The compromise then produces the controversy now. The compromise was to “let the private sector do it”—but with a half-hearted attempt to make everybody use the private offering. The battle now is couched in the totally irrelevant context of interstate commerce—and whether or not the government can compel anyone to buy—anything. This the government may not be able to do. But it certainly can tax. But the votes simply aren’t there to solve the problem in a straight-forward manner—by taxation.

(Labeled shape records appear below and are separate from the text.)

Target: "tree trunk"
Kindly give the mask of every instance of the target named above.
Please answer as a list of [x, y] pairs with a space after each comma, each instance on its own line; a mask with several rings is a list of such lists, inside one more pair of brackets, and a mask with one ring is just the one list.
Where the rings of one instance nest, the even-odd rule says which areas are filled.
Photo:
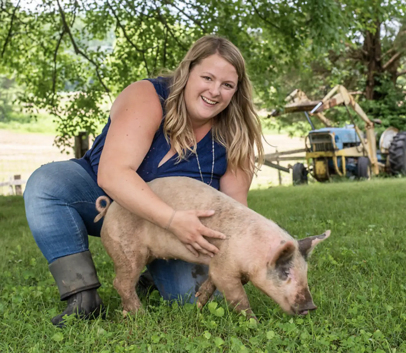
[[365, 87], [365, 96], [367, 99], [378, 100], [382, 96], [374, 89], [380, 84], [377, 79], [383, 71], [381, 61], [382, 50], [380, 37], [380, 26], [381, 23], [376, 21], [375, 33], [367, 31], [365, 35], [363, 52], [368, 70]]

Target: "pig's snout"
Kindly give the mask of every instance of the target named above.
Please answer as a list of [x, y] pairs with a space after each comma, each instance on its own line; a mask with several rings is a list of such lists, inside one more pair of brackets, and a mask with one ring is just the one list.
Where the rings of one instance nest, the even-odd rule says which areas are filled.
[[292, 305], [292, 311], [296, 315], [307, 315], [311, 310], [315, 310], [317, 307], [313, 303], [311, 294], [308, 288], [304, 288], [296, 297], [295, 305]]
[[317, 309], [317, 307], [312, 302], [304, 305], [299, 305], [296, 307], [292, 307], [292, 311], [297, 315], [307, 315], [311, 310], [315, 310]]

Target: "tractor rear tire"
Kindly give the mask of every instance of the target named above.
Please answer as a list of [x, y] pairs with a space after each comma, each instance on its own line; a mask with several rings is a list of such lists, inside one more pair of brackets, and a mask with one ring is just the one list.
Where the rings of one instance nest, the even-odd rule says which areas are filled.
[[406, 131], [401, 131], [393, 137], [389, 157], [391, 174], [406, 175]]
[[360, 157], [356, 165], [356, 176], [359, 178], [371, 178], [371, 163], [368, 157]]
[[307, 183], [307, 171], [303, 163], [296, 163], [292, 169], [294, 185]]

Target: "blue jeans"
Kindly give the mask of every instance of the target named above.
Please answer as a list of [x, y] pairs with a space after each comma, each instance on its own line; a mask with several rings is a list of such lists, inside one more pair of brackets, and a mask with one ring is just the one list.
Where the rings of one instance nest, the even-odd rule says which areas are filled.
[[[88, 235], [100, 236], [102, 219], [93, 222], [98, 214], [95, 203], [105, 195], [86, 171], [72, 161], [52, 162], [32, 173], [24, 192], [26, 214], [48, 264], [88, 250]], [[190, 303], [208, 271], [207, 266], [180, 260], [158, 259], [147, 267], [164, 299]]]

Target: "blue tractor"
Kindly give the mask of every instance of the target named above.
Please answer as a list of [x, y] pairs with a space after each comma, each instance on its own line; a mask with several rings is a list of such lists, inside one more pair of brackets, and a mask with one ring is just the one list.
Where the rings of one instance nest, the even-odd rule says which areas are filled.
[[[389, 127], [381, 135], [377, 146], [374, 127], [380, 121], [370, 120], [343, 86], [335, 86], [320, 102], [309, 100], [299, 90], [288, 96], [287, 100], [293, 101], [285, 106], [283, 113], [304, 112], [312, 128], [305, 142], [307, 166], [296, 163], [291, 167], [294, 185], [307, 183], [309, 174], [320, 182], [329, 180], [333, 175], [367, 179], [371, 174], [382, 172], [406, 175], [406, 132]], [[343, 127], [332, 127], [322, 112], [341, 104], [345, 106], [352, 124]], [[365, 122], [365, 132], [356, 124], [349, 108]], [[274, 111], [271, 114], [277, 115]], [[310, 119], [313, 115], [326, 127], [315, 129]]]

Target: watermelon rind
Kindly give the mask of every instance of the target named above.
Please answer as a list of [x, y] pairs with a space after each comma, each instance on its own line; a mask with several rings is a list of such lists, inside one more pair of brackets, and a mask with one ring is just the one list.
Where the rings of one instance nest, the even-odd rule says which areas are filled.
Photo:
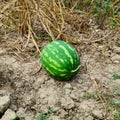
[[41, 52], [40, 61], [44, 69], [58, 80], [71, 80], [80, 68], [76, 49], [62, 40], [48, 43]]

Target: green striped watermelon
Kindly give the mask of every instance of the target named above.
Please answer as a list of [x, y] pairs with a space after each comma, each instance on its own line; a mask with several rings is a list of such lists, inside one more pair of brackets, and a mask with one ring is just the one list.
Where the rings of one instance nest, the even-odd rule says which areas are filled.
[[47, 44], [40, 61], [45, 70], [59, 80], [72, 79], [80, 68], [80, 57], [75, 48], [62, 40]]

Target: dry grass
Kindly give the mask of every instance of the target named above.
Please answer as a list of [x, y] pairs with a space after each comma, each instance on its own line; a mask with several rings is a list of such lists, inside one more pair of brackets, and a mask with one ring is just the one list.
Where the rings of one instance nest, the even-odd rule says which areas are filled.
[[[44, 30], [51, 40], [63, 39], [73, 43], [78, 42], [78, 38], [72, 35], [72, 31], [74, 29], [79, 32], [87, 31], [88, 14], [73, 11], [74, 7], [66, 8], [63, 2], [57, 0], [1, 2], [2, 28], [0, 32], [7, 35], [12, 31], [27, 36], [25, 47], [32, 41], [39, 53], [39, 45], [36, 42], [38, 36], [35, 29], [39, 32]], [[37, 27], [35, 28], [35, 26]]]

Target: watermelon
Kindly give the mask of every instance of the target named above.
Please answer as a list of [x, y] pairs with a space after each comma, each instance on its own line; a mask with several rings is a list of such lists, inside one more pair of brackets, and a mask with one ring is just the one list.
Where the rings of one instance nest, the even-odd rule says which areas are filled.
[[80, 68], [80, 57], [75, 48], [62, 40], [48, 43], [40, 61], [44, 69], [58, 80], [71, 80]]

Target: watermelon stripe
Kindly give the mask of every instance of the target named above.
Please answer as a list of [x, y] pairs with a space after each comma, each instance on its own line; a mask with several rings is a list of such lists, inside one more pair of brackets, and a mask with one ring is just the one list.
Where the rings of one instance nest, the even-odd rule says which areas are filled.
[[53, 41], [41, 53], [43, 67], [55, 78], [71, 79], [80, 68], [80, 58], [76, 49], [64, 42]]
[[[43, 60], [45, 63], [48, 63], [45, 58], [46, 58], [46, 57], [44, 57], [44, 55], [43, 55], [42, 60]], [[53, 70], [57, 70], [57, 71], [60, 71], [60, 72], [67, 72], [66, 69], [60, 69], [60, 68], [58, 68], [58, 67], [56, 67], [56, 66], [54, 66], [54, 65], [52, 65], [52, 64], [50, 64], [50, 63], [48, 63], [48, 66], [51, 67]]]
[[[71, 66], [71, 64], [69, 63], [69, 61], [67, 61], [66, 57], [64, 56], [64, 54], [62, 52], [58, 52], [56, 50], [55, 46], [47, 47], [46, 51], [49, 51], [48, 53], [52, 54], [51, 57], [53, 57], [61, 66], [64, 66], [65, 68], [67, 66]], [[56, 55], [53, 56], [53, 54], [55, 54], [55, 52], [56, 52]], [[63, 59], [64, 59], [64, 61], [63, 61]], [[67, 64], [66, 64], [65, 60], [66, 60]], [[71, 69], [70, 67], [68, 67], [68, 68]]]

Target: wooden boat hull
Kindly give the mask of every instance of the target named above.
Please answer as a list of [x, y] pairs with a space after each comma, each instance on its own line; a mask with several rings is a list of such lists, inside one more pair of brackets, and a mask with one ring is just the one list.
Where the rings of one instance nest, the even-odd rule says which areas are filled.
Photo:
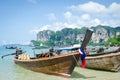
[[77, 53], [30, 60], [14, 59], [16, 64], [26, 69], [63, 77], [70, 77], [78, 60], [79, 54]]
[[86, 57], [86, 67], [107, 71], [120, 69], [120, 51]]

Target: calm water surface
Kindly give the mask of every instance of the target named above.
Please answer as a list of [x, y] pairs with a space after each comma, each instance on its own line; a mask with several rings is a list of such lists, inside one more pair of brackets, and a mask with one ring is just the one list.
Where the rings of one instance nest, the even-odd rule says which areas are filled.
[[[21, 48], [30, 56], [34, 56], [34, 51], [31, 47], [21, 46]], [[35, 50], [35, 53], [44, 51], [47, 50]], [[0, 57], [14, 52], [15, 50], [0, 47]], [[8, 56], [4, 59], [0, 58], [0, 80], [120, 80], [120, 72], [107, 72], [76, 67], [71, 78], [67, 79], [24, 69], [14, 64], [13, 56]]]

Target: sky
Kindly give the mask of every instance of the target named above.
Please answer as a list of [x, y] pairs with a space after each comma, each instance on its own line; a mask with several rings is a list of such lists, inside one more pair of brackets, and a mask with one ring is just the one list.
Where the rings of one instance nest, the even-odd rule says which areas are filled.
[[120, 0], [0, 0], [0, 45], [28, 44], [42, 30], [120, 26]]

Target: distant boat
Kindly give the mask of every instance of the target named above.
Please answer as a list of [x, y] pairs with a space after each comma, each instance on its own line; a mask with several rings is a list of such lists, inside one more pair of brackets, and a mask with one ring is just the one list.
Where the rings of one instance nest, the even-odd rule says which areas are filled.
[[[84, 41], [81, 48], [85, 49], [87, 46], [93, 31], [87, 30]], [[66, 48], [70, 49], [70, 48]], [[64, 48], [58, 49], [58, 55], [53, 55], [53, 49], [49, 50], [48, 53], [37, 54], [35, 57], [29, 57], [28, 55], [19, 55], [15, 54], [14, 62], [26, 69], [42, 72], [46, 74], [54, 74], [62, 77], [70, 77], [80, 55], [75, 52], [67, 52], [67, 54], [60, 54], [61, 50]], [[21, 52], [20, 52], [21, 54]]]
[[63, 77], [70, 77], [78, 60], [79, 54], [76, 52], [51, 57], [48, 55], [45, 57], [45, 54], [42, 54], [40, 58], [24, 58], [23, 60], [14, 58], [16, 64], [26, 69]]
[[[79, 61], [81, 64], [81, 61]], [[120, 48], [115, 51], [91, 54], [86, 57], [86, 67], [107, 71], [120, 69]]]
[[5, 47], [6, 49], [16, 49], [17, 47], [13, 47], [13, 46], [11, 46], [11, 47]]
[[48, 48], [48, 46], [45, 46], [41, 43], [39, 46], [34, 46], [34, 48], [32, 49], [44, 49], [44, 48]]

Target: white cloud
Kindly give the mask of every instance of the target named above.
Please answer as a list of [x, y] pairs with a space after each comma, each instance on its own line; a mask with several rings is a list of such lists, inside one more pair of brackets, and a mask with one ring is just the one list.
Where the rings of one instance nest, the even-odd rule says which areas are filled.
[[108, 12], [115, 17], [120, 17], [120, 4], [112, 3], [108, 8]]
[[67, 11], [67, 12], [64, 14], [64, 16], [65, 16], [66, 19], [69, 19], [69, 18], [71, 18], [72, 13], [69, 12], [69, 11]]
[[88, 3], [85, 3], [85, 4], [80, 4], [80, 5], [73, 5], [70, 7], [70, 9], [73, 9], [73, 10], [77, 10], [77, 11], [82, 11], [82, 12], [87, 12], [87, 13], [94, 13], [94, 14], [98, 14], [98, 13], [101, 13], [101, 12], [105, 12], [106, 11], [106, 8], [104, 5], [101, 5], [99, 3], [96, 3], [96, 2], [88, 2]]
[[47, 17], [48, 17], [49, 20], [56, 20], [57, 19], [54, 13], [49, 13], [47, 15]]
[[[72, 5], [69, 11], [64, 15], [64, 22], [53, 22], [40, 28], [35, 28], [31, 32], [39, 32], [42, 30], [57, 31], [63, 28], [81, 28], [83, 26], [91, 27], [97, 25], [108, 25], [112, 27], [120, 26], [120, 4], [112, 3], [109, 6], [99, 4], [97, 2], [88, 2], [80, 5]], [[55, 20], [54, 13], [47, 15], [49, 19]]]
[[83, 20], [90, 20], [90, 15], [89, 15], [89, 14], [83, 14], [83, 15], [81, 16], [81, 18], [82, 18]]

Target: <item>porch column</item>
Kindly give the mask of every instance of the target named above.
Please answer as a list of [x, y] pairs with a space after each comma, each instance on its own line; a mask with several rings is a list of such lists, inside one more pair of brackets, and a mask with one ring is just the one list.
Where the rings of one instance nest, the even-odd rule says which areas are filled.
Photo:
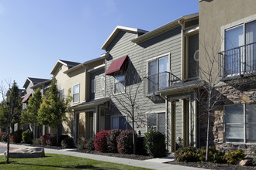
[[171, 151], [175, 151], [176, 148], [176, 135], [175, 135], [175, 107], [176, 102], [171, 100]]
[[98, 107], [95, 107], [94, 112], [93, 112], [93, 137], [95, 137], [95, 135], [97, 133], [97, 127], [98, 127], [98, 124], [97, 124], [97, 120], [98, 120]]

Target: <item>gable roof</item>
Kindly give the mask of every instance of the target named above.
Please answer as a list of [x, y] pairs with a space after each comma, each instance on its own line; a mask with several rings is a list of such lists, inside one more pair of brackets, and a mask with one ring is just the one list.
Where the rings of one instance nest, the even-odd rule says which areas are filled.
[[98, 57], [98, 58], [95, 58], [95, 59], [92, 59], [91, 60], [85, 61], [85, 62], [84, 62], [82, 63], [80, 63], [78, 65], [76, 65], [75, 66], [73, 66], [73, 67], [68, 69], [67, 70], [66, 70], [66, 71], [64, 71], [63, 73], [71, 73], [71, 72], [72, 72], [72, 71], [74, 71], [74, 70], [75, 70], [77, 69], [79, 69], [81, 67], [83, 67], [83, 66], [86, 66], [86, 64], [92, 63], [93, 62], [100, 61], [100, 60], [105, 60], [105, 57], [102, 57], [102, 56]]
[[199, 13], [195, 13], [195, 14], [191, 14], [191, 15], [184, 15], [182, 16], [172, 22], [170, 22], [169, 23], [167, 23], [161, 27], [158, 27], [152, 31], [147, 32], [147, 33], [141, 35], [140, 36], [132, 39], [132, 42], [134, 43], [140, 43], [144, 41], [146, 41], [149, 39], [151, 39], [154, 36], [157, 36], [163, 32], [165, 32], [166, 31], [175, 28], [176, 26], [180, 26], [179, 25], [179, 22], [183, 21], [183, 20], [186, 20], [186, 19], [190, 19], [192, 18], [196, 18], [199, 17]]
[[126, 32], [132, 32], [135, 33], [146, 33], [147, 31], [140, 29], [134, 29], [131, 27], [126, 27], [126, 26], [117, 26], [114, 31], [110, 34], [109, 38], [106, 40], [104, 44], [102, 46], [102, 49], [106, 49], [106, 48], [109, 46], [109, 45], [111, 43], [111, 42], [113, 40], [113, 39], [116, 36], [116, 35], [120, 31], [126, 31]]
[[36, 88], [39, 88], [40, 86], [46, 85], [46, 84], [50, 84], [51, 80], [52, 80], [52, 79], [48, 79], [45, 81], [42, 81], [39, 83], [36, 83], [36, 84], [33, 85], [33, 87], [30, 87], [30, 89], [36, 90]]
[[49, 79], [40, 79], [40, 78], [33, 78], [33, 77], [27, 77], [26, 82], [23, 85], [24, 88], [29, 85], [29, 82], [31, 82], [33, 85], [37, 84], [40, 82], [49, 80]]
[[80, 63], [77, 63], [77, 62], [73, 62], [73, 61], [66, 61], [66, 60], [59, 60], [57, 61], [54, 69], [51, 70], [50, 74], [54, 74], [54, 73], [55, 72], [55, 70], [59, 67], [59, 65], [62, 64], [68, 68], [71, 68], [73, 66], [75, 66], [78, 64], [80, 64]]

Now conceptually I see no real difference between forcing me to pay a tax on the one hand and forcing me to purchase health insurance on the other. In either case I have to cough up the dollars. But if this is seen as opening the door to government-mandated purchases in general, I’m not surprised that the Supreme Court seems skittish; reader russell provides some of the Court’s misgivings in a comment to the earlier post on this subject (link).

More realistically, an insurance-based approach is inferior to a central-single-payer system. It costs a whole lot more. A national system does not, per se, prohibit an insurance-based system to coexist with it. A national system will always involve some rationing—and an overlay of insurance-paid extra benefits will satisfy the rich.

It is for these reasons, needless to say, that you won’t find much praise for the current act anywhere on LaMarotte. It is flawed in conception—and now it might fail in detail. At best it will be upheld by a 5:4 vote. If it goes down, Medicare and Medicaid may follow. After all a designated tax—designated for health care—may in some future lawsuit be judged to be a mandate to buy something—which it actually is.